Em determinada altura, quando eu tinha uns 18 anos, o Santos quis me emprestar à Portuguesa Santista para eu ganhar experiência. O Pagão[5] e o Afonsinho[6] jogavam lá. E o Canhotinho, meu grande ídolo, treinava a Briosa. Fui a um treino, marquei dois gols e ele quis que eu assinasse contrato. Falei que estava preso ao Santos. Depois, o próprio clube pensou melhor e não me liberou. Acharam que eu ia encarar pauleiras de segunda e terceira divisão e acabariam me quebrando. Mas esse teste acabou valendo muito porque o pessoal do Santos me valorizou, me chamou para assinar um contrato e defender o profissional.

Coincidentemente, o senhor se firmou no Santos justamente no período áureo do clube.

Não sei se dei sorte… Em 1955, quando me firmei, fui titular e marquei o gol do título. Foram 26 jogos e participei da metade. Para eu jogar, precisava que o Tite[7], um grande ponta-esquerda do Santos, atuasse na direita, onde não ia tão bem. Fomos enfrentar o Taubaté. Se ganhássemos, éramos campeões. O empate levaria a uma partida extra diante do Corinthians. E uma derrota dava o título a eles. Por volta dos trinta do segundo tempo, chutão para frente e o Manduco[8], zagueiro do Taubaté, tenta dominar no peito. Ao cair a bola, o calço e vou embora. Gol da entrada da área: 2 x 1 e somos campeões. Muita gente acha que cometi falta, mas não o acertei. Se fosse hoje, o lance passaria mil vezes na televisão. Cheguei em casa carregado pelos amigos, consagrado como o homem que deu o primeiro título paulista ao Santos após vinte anos. Fiquei conhecido e tive uma sequência.

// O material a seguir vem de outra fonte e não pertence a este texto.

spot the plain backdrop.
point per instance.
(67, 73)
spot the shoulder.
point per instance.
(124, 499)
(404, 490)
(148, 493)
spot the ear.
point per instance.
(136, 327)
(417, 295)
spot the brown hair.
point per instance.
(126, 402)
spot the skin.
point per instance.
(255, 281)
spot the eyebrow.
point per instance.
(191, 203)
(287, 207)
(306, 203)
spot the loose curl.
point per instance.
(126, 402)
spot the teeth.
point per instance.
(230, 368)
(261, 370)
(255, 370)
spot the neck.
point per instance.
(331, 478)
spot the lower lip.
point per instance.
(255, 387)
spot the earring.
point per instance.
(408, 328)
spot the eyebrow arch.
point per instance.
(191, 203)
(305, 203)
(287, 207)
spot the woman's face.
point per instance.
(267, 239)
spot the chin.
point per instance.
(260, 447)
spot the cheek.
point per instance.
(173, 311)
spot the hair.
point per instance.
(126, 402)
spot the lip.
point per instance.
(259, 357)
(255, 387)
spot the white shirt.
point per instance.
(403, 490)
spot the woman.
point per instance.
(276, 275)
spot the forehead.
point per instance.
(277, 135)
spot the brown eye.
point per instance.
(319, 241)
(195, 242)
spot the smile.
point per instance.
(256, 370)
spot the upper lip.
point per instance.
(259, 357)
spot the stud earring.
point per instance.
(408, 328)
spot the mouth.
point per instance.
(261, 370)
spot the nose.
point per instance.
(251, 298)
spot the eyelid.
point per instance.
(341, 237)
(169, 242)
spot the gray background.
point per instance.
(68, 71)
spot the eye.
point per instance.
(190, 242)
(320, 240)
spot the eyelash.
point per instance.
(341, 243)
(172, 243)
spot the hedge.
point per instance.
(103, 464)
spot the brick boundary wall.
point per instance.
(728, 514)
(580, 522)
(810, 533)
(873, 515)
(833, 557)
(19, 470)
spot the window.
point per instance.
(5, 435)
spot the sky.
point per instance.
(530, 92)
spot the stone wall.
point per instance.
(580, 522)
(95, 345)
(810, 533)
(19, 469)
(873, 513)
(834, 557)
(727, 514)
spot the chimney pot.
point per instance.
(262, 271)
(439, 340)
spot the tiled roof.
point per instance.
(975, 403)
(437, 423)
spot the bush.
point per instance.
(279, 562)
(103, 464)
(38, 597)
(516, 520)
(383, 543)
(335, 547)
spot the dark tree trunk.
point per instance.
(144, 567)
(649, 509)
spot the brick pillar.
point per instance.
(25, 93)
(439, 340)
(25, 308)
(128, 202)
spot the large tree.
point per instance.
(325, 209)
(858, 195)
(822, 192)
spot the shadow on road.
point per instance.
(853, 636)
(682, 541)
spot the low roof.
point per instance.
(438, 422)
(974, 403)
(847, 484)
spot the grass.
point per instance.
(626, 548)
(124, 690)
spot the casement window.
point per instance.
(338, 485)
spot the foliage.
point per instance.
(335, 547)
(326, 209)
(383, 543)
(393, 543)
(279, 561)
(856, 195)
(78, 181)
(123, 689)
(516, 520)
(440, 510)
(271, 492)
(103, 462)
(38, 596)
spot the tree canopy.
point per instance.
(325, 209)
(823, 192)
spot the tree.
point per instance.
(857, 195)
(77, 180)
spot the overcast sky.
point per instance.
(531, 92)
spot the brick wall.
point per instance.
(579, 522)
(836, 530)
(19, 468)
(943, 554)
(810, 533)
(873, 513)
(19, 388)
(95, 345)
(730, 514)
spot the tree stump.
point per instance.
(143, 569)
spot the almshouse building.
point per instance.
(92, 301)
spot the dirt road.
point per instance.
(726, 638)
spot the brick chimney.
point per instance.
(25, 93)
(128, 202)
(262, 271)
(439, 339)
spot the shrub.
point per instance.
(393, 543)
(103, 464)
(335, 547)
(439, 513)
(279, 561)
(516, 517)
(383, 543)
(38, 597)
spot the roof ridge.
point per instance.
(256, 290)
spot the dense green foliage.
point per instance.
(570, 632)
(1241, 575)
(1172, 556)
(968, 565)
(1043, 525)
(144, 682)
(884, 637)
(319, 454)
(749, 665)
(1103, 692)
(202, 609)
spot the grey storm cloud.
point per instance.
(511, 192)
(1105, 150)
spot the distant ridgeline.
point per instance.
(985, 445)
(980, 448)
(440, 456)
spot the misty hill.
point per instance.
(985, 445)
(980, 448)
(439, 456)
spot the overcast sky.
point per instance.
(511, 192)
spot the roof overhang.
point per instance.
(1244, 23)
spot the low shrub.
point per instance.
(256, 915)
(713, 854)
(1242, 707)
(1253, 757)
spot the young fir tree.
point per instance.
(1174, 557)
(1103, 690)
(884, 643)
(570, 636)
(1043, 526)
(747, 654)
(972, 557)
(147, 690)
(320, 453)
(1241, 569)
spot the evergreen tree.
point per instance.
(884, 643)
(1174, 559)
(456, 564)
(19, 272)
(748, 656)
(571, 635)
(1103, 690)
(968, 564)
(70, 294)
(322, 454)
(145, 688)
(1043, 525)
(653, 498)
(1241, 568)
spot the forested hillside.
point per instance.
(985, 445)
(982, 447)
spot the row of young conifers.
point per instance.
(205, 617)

Uma vez consolidado no time, imagino que a primeira convocação para a seleção brasileira tenha sido algo natural…

Foi incrível. Como passei a atuar em muitas partidas, o Santos concedeu uma folga. Fui descansar em Águas de Lindóia e o pessoal do hotel me informou da convocação. Aí o pessoal do clube ligou e disse que eu precisaria me apresentar ao Flávio Costa. Acabou o descanso e, de 1956 em diante, passei a ser convocado sempre.

A convocação trouxe alguma mudança em sua vida?

Nada. Os meus amigos de São Vicente seguiram os mesmos, passeava aos domingos com eles e ia até a pracinha da cidade à noite. Mas passei a ser o centro do grupo. As pessoas comentavam: “Olha o Pepe, da seleção. Faz gol e tal”. Teve outro que disse: “É um grosso com vários puxa-sacos do lado”. Este devia ser palmeirense ou corintiano…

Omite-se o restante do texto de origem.